1k sin wave with intermittent errors. Turned out the problem with this was just interference.

I scratched my head for a while on this one trying to figure if it was a logical error or interference. The way I ended up discovering the problem was taking a phone call while recording test data through the ADC EVM and back to pro tools (to test the adc itself rather than the mcu logic, as the errors were a similar but not exact period between). When I left the room on the phone, pro tools was recording. While on the call, my phone hit 1% battery, and the call started to break up. I walked back into the office to plug it in, and I saw that the track was suddenly full of erratic peaks- the phone’s RF death rattle was flipping bits. That’s when I realized that while I’ve been testing, I’ve left my phone sitting on the desk only 12 inches or so away. :crazy_face:

I’m still having trouble getting anything from the ADC on a breakout board, so I shipped in some PCM4220s (less options to screw up) and a more specific breakout board. The other ones were variable size and have looong pads to solder to, so maybe I shorted something, despite looking clean beneath a microscope.

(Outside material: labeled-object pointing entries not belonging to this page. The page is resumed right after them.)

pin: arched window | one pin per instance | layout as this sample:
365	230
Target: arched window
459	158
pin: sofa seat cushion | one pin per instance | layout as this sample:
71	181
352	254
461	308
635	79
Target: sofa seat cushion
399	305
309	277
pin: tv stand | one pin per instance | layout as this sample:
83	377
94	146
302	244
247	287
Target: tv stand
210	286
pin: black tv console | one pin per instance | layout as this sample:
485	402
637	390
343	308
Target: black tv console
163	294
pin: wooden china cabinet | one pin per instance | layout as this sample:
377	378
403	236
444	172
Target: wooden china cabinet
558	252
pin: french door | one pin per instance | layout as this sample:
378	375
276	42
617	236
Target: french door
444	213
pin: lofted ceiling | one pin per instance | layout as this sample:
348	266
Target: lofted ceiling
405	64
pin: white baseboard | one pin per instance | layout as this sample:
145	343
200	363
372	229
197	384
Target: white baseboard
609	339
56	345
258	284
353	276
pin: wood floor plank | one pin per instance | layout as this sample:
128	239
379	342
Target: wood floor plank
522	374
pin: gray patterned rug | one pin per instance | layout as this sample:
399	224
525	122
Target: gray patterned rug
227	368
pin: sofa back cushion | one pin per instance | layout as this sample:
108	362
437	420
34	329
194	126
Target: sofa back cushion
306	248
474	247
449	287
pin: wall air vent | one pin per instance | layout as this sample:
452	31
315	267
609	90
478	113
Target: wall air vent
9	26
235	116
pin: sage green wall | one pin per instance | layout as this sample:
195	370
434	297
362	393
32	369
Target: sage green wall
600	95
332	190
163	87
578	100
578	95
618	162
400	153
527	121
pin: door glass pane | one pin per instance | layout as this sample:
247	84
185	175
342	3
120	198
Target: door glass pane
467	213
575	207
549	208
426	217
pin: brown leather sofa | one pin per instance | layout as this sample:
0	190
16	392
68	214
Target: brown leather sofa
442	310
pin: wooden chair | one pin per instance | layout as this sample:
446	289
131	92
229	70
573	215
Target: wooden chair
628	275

Been working on this a lot more lately and now have a custom data type for audio data. Reasons this is handy include:

  • packing and unpacking 24 bit audio (since 24 is not a power of 2)
  • not having to re-create buffers when changing bit depth
  • easier DSP

I also ended up adding almost full broadcast wav metadata support, so that’s basically a library of its own, at this point.

Next up is rewriting some of the I/O to use the new datatype and test some 24 bit input.


A bug, a bug, my kingdom for a bug!

Turns out my SD card died. But hey the device supports exFAT now so that’s cool

@khaudio Firstly, I am curious if you are still working on this, it has been quite a while since the last update.

Secondly, if you could humour me, what is the advantage of a timecode, presumably being stored as a second/third audio track since you mention LTC. I finally sat down and reread the thread and I cannot quite see what the disadvantage would be to simply store the current date/time of the start and end of the recording, rather than embedding it in a SMPTE timecode-in-audio-track.

Thirdly, it looks to me like failed its kickstarter; where did you get it ah, I think I may have been looking at the dish pro kickstarter, you are probably using the first sold version which was funded.

Effectively, the device is just a GPS, Galileo, or GLONASS receiver with an adapter to LTC audio, right?
The 3D rendering of the “Dish Module” on has a module that looks pretty similar to the GPS antenna used on the FBI tracking device that iFixit disassembled in 2011. It seems weird how much desperately tries to avoid saying “GPS” anywhere.